There’s a big difference between a steak made at a restaurant versus at home. The latter usually never tastes as stellar as the former.
But The Paragon Induction Cooktop, released in 2015, promises to help you prepare high-quality steaks in your kitchen. First Build, a subsidiary of GE, developed the appliance, which is available online for $299.
It employs induction cooking, meaning it uses copper and an electric current to sauté, sear, or fry food. But it also lets you do sous vide (which cooks food in a a temperature-controlled water bat), thanks to a water temperature sensor that hooks to the pot’s side.
To switch between sous vide and normal induction, you just need to change the setting on the device.
I’d never used a sous vide or induction cooktop before this week — I’ve always made steaks using my oven’s broiler or stovetop. Sous vide takes much longer. To sous vide a steak with the Paragon, for example, the meat must sit in a water bath for at least two hours.

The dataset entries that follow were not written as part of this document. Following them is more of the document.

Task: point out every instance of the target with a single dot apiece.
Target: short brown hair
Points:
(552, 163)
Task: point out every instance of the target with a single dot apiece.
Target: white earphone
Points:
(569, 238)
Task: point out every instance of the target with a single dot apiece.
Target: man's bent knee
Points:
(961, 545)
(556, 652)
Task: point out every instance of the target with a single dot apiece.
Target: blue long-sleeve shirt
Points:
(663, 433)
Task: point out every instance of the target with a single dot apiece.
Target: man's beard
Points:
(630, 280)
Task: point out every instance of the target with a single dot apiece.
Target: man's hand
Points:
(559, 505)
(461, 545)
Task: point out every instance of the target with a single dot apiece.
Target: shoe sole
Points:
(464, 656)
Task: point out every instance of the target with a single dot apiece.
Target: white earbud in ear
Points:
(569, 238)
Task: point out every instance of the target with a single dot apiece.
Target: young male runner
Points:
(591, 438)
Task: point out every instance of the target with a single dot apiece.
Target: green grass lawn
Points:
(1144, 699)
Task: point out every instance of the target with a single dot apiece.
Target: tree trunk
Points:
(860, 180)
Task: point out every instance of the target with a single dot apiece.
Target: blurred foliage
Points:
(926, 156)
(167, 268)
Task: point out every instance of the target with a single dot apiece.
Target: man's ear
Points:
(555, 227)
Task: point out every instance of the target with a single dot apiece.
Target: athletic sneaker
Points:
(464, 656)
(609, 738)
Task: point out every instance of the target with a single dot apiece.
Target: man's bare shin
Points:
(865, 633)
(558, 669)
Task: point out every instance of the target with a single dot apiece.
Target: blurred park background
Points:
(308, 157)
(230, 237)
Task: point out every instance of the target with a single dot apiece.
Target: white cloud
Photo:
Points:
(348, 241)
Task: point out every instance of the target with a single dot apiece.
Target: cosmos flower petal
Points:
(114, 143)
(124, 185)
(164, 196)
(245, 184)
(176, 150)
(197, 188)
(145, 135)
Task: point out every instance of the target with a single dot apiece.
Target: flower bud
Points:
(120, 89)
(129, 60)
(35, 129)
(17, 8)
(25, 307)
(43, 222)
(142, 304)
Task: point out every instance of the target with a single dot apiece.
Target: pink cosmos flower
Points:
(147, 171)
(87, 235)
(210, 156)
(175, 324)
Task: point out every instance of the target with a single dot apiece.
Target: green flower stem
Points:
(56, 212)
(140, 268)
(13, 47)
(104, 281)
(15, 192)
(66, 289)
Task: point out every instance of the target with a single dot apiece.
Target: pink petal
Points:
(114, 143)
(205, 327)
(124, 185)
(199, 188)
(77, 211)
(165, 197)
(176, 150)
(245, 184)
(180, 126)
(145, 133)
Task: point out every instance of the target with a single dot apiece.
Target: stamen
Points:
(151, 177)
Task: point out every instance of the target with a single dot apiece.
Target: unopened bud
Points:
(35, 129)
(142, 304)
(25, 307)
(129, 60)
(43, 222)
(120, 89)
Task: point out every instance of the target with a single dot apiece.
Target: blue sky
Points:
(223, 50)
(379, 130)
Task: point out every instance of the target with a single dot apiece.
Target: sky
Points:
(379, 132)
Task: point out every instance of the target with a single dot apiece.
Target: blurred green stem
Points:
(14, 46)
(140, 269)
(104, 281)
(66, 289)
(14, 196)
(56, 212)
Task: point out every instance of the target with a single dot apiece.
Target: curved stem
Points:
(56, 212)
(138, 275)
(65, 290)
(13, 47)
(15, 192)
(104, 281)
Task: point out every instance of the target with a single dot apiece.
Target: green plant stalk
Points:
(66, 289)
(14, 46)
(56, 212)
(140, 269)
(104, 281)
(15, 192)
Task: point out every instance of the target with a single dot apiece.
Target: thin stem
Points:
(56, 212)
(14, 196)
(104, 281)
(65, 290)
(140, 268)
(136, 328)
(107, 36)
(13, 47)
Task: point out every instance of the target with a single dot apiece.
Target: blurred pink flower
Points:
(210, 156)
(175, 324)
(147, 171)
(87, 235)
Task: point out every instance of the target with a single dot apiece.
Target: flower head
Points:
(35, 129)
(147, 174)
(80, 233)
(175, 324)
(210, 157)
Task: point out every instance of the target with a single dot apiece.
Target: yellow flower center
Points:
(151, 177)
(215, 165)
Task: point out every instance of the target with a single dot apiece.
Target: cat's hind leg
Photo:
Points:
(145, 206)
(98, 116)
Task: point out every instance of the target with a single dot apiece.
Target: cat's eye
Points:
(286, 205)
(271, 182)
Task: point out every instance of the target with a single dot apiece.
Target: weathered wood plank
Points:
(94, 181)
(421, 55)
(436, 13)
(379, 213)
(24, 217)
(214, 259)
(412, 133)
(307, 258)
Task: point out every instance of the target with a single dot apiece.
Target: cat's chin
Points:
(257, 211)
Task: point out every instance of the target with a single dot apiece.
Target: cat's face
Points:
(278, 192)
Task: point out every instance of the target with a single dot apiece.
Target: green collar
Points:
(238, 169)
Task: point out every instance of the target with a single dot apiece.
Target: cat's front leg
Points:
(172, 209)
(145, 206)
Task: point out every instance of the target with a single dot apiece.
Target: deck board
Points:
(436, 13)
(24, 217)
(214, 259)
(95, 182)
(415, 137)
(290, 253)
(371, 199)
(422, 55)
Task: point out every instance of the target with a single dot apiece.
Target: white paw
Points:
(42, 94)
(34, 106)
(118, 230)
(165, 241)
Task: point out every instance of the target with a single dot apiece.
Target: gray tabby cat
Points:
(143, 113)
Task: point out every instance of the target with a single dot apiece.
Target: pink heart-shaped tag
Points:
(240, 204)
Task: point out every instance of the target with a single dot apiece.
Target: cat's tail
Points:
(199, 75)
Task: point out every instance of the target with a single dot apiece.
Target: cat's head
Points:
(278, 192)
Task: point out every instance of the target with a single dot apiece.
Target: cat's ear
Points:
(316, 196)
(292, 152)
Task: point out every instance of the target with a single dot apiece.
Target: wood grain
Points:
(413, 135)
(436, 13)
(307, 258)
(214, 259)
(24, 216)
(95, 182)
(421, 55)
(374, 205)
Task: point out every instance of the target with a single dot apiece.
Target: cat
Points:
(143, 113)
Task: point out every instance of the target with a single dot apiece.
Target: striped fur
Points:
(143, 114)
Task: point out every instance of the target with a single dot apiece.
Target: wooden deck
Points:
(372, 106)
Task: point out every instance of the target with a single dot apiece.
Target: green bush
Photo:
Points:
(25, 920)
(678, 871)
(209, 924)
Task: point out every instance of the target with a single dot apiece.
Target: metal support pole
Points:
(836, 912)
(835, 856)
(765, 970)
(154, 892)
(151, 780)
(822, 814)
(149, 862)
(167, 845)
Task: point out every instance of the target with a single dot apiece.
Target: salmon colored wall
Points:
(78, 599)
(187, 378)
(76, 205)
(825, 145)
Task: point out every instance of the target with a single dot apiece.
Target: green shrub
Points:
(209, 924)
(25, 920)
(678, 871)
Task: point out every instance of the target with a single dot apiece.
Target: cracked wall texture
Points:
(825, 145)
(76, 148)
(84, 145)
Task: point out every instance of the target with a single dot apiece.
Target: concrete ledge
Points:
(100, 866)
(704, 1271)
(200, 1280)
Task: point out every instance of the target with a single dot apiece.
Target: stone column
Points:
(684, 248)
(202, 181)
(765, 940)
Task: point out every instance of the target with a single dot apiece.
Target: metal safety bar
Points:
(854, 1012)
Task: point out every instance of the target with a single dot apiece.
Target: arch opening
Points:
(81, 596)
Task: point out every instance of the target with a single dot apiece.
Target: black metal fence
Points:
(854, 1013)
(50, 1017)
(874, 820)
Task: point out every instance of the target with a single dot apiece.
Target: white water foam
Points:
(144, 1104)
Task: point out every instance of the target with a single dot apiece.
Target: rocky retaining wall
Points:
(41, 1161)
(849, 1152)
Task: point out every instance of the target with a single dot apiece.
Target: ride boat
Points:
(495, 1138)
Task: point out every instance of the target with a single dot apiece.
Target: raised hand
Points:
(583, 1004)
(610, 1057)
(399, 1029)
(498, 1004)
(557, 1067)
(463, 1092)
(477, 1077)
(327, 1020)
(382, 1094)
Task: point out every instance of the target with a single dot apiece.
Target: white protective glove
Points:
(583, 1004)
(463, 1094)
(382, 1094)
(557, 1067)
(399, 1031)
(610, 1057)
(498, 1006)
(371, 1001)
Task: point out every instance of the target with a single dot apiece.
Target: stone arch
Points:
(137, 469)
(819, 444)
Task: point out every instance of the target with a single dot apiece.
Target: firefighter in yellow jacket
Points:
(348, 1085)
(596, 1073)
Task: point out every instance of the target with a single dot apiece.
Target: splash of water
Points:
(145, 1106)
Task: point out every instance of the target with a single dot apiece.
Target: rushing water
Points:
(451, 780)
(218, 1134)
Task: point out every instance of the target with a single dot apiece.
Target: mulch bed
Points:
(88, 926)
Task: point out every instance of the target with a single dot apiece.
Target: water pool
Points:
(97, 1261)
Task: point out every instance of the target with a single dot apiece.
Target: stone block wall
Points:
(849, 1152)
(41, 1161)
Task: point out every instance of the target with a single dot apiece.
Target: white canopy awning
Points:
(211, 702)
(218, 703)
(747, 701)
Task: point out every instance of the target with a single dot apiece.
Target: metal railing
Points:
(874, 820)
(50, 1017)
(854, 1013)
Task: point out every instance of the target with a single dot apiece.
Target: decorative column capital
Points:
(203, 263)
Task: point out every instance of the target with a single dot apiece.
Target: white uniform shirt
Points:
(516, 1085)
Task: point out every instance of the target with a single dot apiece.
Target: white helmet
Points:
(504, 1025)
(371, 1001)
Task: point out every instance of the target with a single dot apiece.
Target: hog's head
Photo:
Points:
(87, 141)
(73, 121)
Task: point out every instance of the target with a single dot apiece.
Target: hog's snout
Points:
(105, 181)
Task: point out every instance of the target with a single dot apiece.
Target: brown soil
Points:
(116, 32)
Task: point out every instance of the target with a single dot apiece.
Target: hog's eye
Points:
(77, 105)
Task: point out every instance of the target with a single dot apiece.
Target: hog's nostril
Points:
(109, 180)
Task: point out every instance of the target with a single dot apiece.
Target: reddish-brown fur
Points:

After a few friends raved about the magic of sous vide machines, I decided to try making a steak sous vide-style using the GE cooktop. Here’s what happened.
The Paragon Induction Cooktop comes in a huge, heavy box. Though I made a steak first, it can also cook chicken, pork, eggs, and vegetables (though you should only prepare veggies with the sauté feature). Normal induction cooks your food rapidly, while sous vide cooks it in a water bath for a few hours.
Because sous vide and induction lets you control the temperature down to the degree, they ensure your food cooks evenly all the way through. Here's a steak sous vide-broiler comparison by First Build (although the second steak could just be overcooked):
The cooktop comes with a digital thermometer and a cord for charging. I supplied a gallon-sized plastic bag, an induction-compatible* pan and pot, oil, water, seasonings, and the steak.
*To check if your cookware is induction-compatible, try putting a magnet against the bottom. If it sticks, you're good to go.
I turned on the cooktop, and then pushed the thermometer's button for a few seconds to pair it with the device.
Next, I attached the thermometer to a the pot full of water and placed it on the cooktop, as instructed. The thermometer has magnets on both ends so it stays put.
The manual told me to set the cooktop to 'rapid precise' and 131 degrees for sous vide-ing a one-inch, medium-rare steak. You can also control it with your smartphone using an app, which features recipes and lets you monitor your food in real-time. I didn't feel like downloading it immediately, so I just pushed the buttons.
I fully submerged the steak in the water. You can cook as many pieces of meat as you want, and it will take the same amount of time.
Because I wanted my steak medium-rare, I needed to wait between two to three hours. This seemed like an awfully long time and a huge range, so I set my phone's timer to two hours.
After two hours, I pulled out the steak, which I'll admit didn't look too appetizing in the bag -- but certainly juicy.
I got it out and set it on the cutting board, and the juices covered it. Slicing open part of the steak, it looked pink and finished after two hours.
As the last step, I poured a little oil on my pan and changed the cooktop to level 10 on 'direct' (the default induction setting).
50 more seconds later, I took it off the pan and turned off the cooktop. Upon first glance, the steak had a nice sear texture and was rich with juices.
The meat was a constant pink all the way though -- which is hard to achieve with a stovetop or broiler. When I tried it, it was tender and juicy. The steak tasted just like it was from a four-star restaurant. It might have been even better with fancier seasonings.
For $300, the Paragon isn't the most ideal appliance for me: a New Yorker with limited spare time who cooks only for herself. Other sous vide machines sell for about $100 less -- though they can't multi-task like the Paragon. But for a family that wants to cook multiple steaks and has hours to wait, GE's cooktop might be the right fit.